Systems biology can be described as a proliferation of efforts to 
model and examine biological complexity, especially as they relate to 
health and medicine. Biology and a myriad of other disciplines have 
joined together to produce multidisciplinary modeling of complexity 
to explore 'the systems of life.' Some of these "postgenomic" 
modeling efforts aim to be more ecological and "wholistic" than the 
reductionist genetics of the last forty years. However, some system 
biological metaphors and languages have been in part taken from 
engineering models of automobiles, airplanes and robots and then 
applied to complex living systems. A careful STS analysis of the 
production of systems biology and other postgenomic technologies of 
life can ask questions about what is lost or gained in translation at 
these border crossings and their potential consequences.

Bio
Joan H. Fujimura is Professor of Sociology and founding and former 
Director of the Robert F. and Jean E. Holtz Center for Science and 
Technology Studies at the University of Wisconsin-Madison. She has 
been a member in the School of Social Science, Institute for Advanced 
Study, Princeton, and has taught at Stanford University as the Henry 
R. Luce Professor for Biotechnology and Society and Associate 
Professor in Anthropology and as Assistant Professor in Sociology at 
Harvard University. Fujimura has written on developments in genetics, 
molecular biology, biotechnology, biomedicine, and HIV-AIDS research. 
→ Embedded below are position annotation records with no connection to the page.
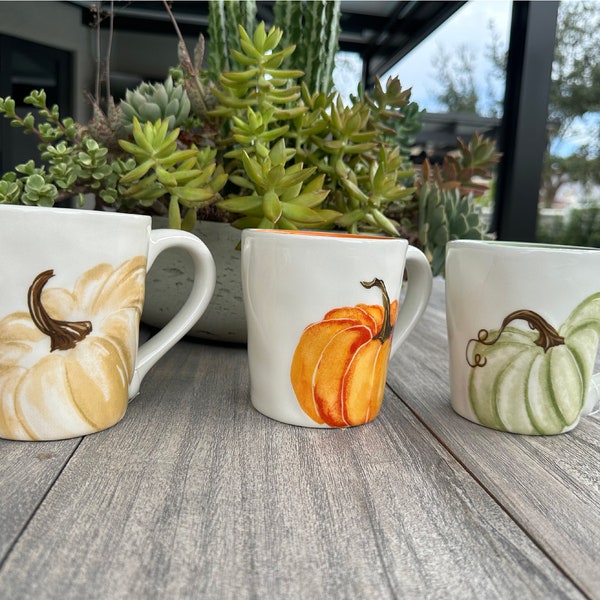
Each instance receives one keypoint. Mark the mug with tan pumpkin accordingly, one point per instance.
(72, 295)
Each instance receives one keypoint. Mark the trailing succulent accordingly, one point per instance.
(259, 147)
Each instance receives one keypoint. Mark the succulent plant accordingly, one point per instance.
(259, 146)
(73, 163)
(153, 101)
(189, 177)
(446, 207)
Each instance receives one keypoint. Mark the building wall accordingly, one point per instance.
(58, 25)
(134, 56)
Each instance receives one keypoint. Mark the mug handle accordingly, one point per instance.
(592, 400)
(202, 290)
(420, 281)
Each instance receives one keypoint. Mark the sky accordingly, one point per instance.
(468, 26)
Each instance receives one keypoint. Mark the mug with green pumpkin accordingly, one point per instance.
(523, 329)
(73, 286)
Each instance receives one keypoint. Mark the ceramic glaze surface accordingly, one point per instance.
(321, 312)
(523, 327)
(69, 318)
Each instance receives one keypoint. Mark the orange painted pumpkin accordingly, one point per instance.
(66, 365)
(339, 367)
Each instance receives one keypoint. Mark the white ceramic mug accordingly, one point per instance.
(321, 309)
(523, 328)
(72, 295)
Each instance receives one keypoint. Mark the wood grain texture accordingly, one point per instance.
(27, 471)
(196, 495)
(549, 485)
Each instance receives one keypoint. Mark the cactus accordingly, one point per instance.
(314, 29)
(152, 101)
(258, 147)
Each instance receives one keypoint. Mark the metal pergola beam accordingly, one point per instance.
(523, 139)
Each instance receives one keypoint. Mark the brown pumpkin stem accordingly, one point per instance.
(63, 334)
(386, 327)
(548, 336)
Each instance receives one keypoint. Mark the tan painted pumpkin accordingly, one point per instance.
(66, 365)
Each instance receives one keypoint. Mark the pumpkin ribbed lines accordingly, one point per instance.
(339, 366)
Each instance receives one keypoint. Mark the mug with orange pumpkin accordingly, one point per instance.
(324, 317)
(523, 327)
(72, 295)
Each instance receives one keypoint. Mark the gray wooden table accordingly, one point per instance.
(196, 495)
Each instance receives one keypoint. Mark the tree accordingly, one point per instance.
(458, 92)
(574, 94)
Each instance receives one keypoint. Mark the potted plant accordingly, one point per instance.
(256, 147)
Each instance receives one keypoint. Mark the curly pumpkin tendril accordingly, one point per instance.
(386, 327)
(548, 336)
(63, 334)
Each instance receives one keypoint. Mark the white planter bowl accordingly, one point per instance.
(169, 282)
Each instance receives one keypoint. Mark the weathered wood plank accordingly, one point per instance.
(550, 485)
(27, 471)
(196, 495)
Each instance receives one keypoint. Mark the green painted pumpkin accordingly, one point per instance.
(536, 381)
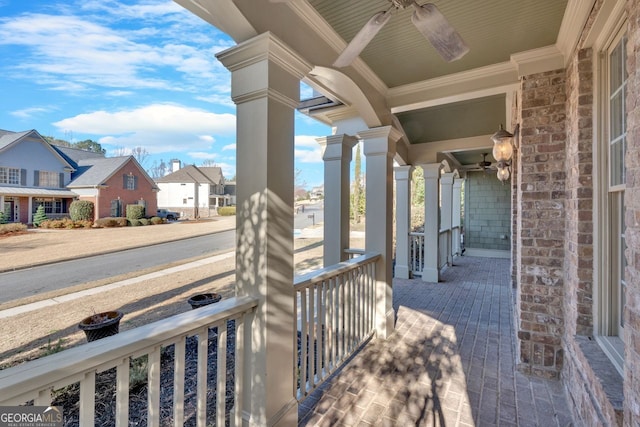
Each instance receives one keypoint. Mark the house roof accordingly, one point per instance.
(96, 171)
(9, 138)
(36, 192)
(74, 155)
(194, 174)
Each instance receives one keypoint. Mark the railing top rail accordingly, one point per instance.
(39, 374)
(312, 277)
(355, 251)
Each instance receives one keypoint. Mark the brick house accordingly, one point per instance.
(111, 183)
(563, 72)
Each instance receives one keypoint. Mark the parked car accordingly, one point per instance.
(167, 214)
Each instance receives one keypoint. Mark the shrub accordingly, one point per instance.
(81, 210)
(227, 211)
(40, 216)
(110, 222)
(155, 220)
(12, 228)
(135, 211)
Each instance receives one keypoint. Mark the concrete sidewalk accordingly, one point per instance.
(449, 362)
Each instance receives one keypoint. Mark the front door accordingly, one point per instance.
(8, 210)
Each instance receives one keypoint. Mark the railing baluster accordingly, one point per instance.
(179, 356)
(303, 342)
(87, 398)
(153, 390)
(203, 344)
(239, 369)
(312, 340)
(122, 393)
(221, 391)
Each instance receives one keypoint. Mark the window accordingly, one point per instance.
(9, 176)
(48, 179)
(130, 181)
(51, 206)
(611, 294)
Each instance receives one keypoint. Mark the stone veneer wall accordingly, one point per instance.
(541, 224)
(632, 200)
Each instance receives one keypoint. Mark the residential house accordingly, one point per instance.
(111, 183)
(562, 74)
(32, 173)
(194, 191)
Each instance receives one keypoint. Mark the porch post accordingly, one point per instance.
(336, 153)
(403, 220)
(430, 272)
(266, 89)
(455, 214)
(446, 186)
(379, 148)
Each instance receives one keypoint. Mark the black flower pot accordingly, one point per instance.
(200, 300)
(101, 325)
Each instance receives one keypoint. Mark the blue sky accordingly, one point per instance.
(127, 74)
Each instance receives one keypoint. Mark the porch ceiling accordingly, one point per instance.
(404, 80)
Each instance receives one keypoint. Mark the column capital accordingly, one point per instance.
(447, 178)
(402, 173)
(431, 170)
(337, 147)
(265, 46)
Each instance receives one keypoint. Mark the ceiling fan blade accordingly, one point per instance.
(362, 39)
(435, 27)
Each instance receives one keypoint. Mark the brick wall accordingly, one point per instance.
(541, 225)
(487, 212)
(579, 196)
(632, 200)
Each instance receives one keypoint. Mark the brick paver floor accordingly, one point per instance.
(450, 362)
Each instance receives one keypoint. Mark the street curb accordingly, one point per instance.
(25, 267)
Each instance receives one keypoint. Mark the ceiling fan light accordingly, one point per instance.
(435, 27)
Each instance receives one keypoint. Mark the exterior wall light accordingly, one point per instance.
(503, 151)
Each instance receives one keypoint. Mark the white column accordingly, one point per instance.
(456, 206)
(403, 220)
(430, 272)
(336, 153)
(266, 89)
(446, 187)
(379, 148)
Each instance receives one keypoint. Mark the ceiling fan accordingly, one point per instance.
(427, 19)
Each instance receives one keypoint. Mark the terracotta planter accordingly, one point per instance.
(200, 300)
(101, 325)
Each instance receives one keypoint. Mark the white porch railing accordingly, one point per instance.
(336, 315)
(443, 248)
(416, 253)
(227, 322)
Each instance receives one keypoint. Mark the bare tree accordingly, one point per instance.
(158, 170)
(140, 154)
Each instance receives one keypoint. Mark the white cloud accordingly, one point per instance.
(159, 128)
(126, 47)
(27, 113)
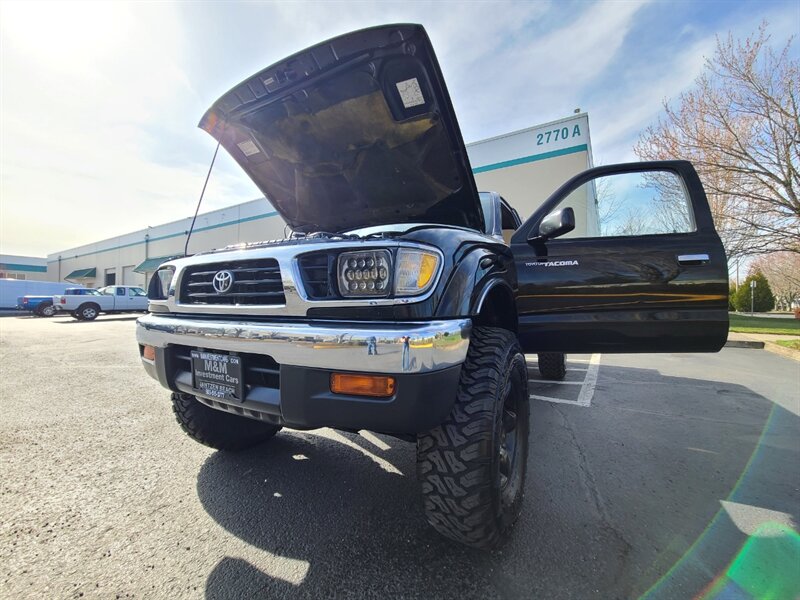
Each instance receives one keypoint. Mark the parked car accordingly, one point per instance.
(392, 308)
(12, 290)
(88, 304)
(41, 306)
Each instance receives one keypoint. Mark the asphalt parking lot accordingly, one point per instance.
(648, 474)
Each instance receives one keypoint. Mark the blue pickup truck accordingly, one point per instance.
(42, 306)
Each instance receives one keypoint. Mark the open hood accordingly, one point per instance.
(355, 131)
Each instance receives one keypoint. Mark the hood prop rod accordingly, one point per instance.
(197, 210)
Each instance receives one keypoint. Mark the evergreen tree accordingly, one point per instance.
(763, 299)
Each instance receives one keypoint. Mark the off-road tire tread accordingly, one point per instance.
(552, 365)
(217, 429)
(454, 460)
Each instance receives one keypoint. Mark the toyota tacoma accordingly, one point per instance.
(404, 301)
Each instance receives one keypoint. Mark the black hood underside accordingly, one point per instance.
(356, 131)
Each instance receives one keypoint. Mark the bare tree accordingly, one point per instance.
(740, 126)
(782, 270)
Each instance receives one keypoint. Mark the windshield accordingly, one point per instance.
(488, 213)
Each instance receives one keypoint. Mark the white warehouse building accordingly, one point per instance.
(524, 166)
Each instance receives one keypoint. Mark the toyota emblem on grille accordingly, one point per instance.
(223, 281)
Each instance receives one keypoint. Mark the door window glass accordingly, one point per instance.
(631, 204)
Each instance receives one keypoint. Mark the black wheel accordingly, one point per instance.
(553, 365)
(472, 466)
(218, 429)
(88, 312)
(45, 309)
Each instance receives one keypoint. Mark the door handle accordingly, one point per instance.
(693, 259)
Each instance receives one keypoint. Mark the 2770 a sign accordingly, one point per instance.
(558, 133)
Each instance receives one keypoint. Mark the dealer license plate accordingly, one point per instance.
(218, 375)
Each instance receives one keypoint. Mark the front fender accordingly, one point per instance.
(476, 274)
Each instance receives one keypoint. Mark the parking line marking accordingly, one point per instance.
(588, 386)
(550, 399)
(587, 391)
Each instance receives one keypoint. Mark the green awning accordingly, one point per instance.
(152, 264)
(82, 274)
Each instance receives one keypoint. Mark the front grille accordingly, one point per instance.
(254, 282)
(317, 271)
(259, 370)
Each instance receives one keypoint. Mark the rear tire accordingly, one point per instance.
(218, 429)
(472, 466)
(553, 365)
(88, 312)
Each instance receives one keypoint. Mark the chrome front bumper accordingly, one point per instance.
(344, 346)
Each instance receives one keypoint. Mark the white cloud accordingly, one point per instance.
(100, 101)
(84, 86)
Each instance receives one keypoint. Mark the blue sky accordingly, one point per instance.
(99, 102)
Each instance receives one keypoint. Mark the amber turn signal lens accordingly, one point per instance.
(378, 386)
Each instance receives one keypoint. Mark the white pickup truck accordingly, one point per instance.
(111, 299)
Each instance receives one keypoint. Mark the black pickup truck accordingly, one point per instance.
(402, 303)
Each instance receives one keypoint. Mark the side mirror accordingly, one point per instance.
(555, 224)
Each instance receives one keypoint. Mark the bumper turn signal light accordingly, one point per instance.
(377, 386)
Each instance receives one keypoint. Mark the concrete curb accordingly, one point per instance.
(783, 351)
(744, 344)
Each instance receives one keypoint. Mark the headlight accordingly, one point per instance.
(415, 272)
(159, 284)
(365, 274)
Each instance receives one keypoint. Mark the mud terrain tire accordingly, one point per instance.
(472, 466)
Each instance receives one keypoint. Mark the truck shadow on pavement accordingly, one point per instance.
(100, 319)
(616, 497)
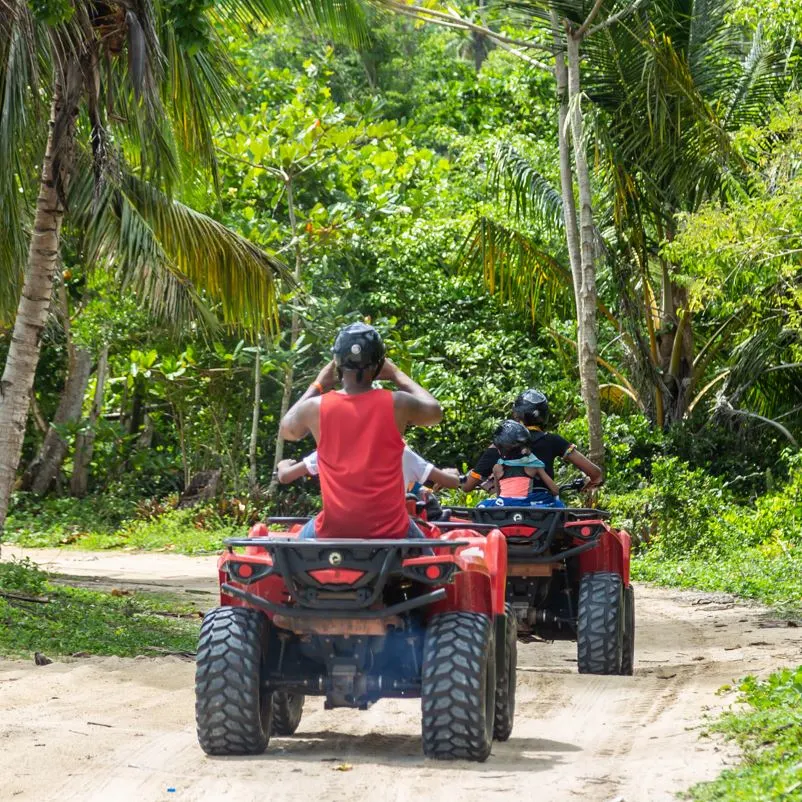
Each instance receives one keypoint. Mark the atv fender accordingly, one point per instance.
(611, 554)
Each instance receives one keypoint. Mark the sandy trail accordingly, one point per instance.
(123, 729)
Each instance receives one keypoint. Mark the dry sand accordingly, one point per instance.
(122, 729)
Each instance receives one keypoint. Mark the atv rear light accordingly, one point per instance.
(336, 576)
(247, 572)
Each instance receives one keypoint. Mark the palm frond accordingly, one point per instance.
(345, 20)
(176, 259)
(517, 269)
(529, 194)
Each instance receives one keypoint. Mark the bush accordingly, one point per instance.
(769, 732)
(76, 620)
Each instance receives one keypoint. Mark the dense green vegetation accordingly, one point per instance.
(769, 731)
(61, 620)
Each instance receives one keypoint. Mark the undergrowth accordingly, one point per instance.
(768, 730)
(68, 620)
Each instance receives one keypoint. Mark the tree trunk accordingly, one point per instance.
(54, 448)
(23, 354)
(566, 171)
(480, 44)
(587, 294)
(295, 330)
(253, 475)
(85, 441)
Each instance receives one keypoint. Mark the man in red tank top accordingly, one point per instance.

Her recent publications include "Postgenomic Futures: Translations 
Across The Machine-Nature Border in Systems Biology," New Genetics 
and Society, vol. 24, no. 3 (August 2005), pp. 195-225, and "Sex 
Genes: A Critical Socio-Material Approach to the Politics and 
Molecular Genetics of Sex Determination," Signs, vol. 32, 1 (Autumn 
2006): 49-82. She is author of Crafting Science: A Socio-History of 
the Quest for the Genetics of Cancer (Harvard University Press, 1996) 
and co-editor of The Rights Tools for the Job: At Work in 
Twentieth-Century Life Sciences (Princeton University Press, 1992). 
Fujimura is currently finishing a book on bioinformatics, genomics, 
and transnational bioscience in Japan and the United States and an 
edited special issue on race, genetics, and medicine for Social 
Studies of Science. Her new/current projects include: research on the 
newly developing systems biology programs of research, and research 
on the definitions of populations in population genetics research 
especially as they impact human categories of race.

Please join us at 4:00 pm in E51-095 for Professor Fujimura's talk.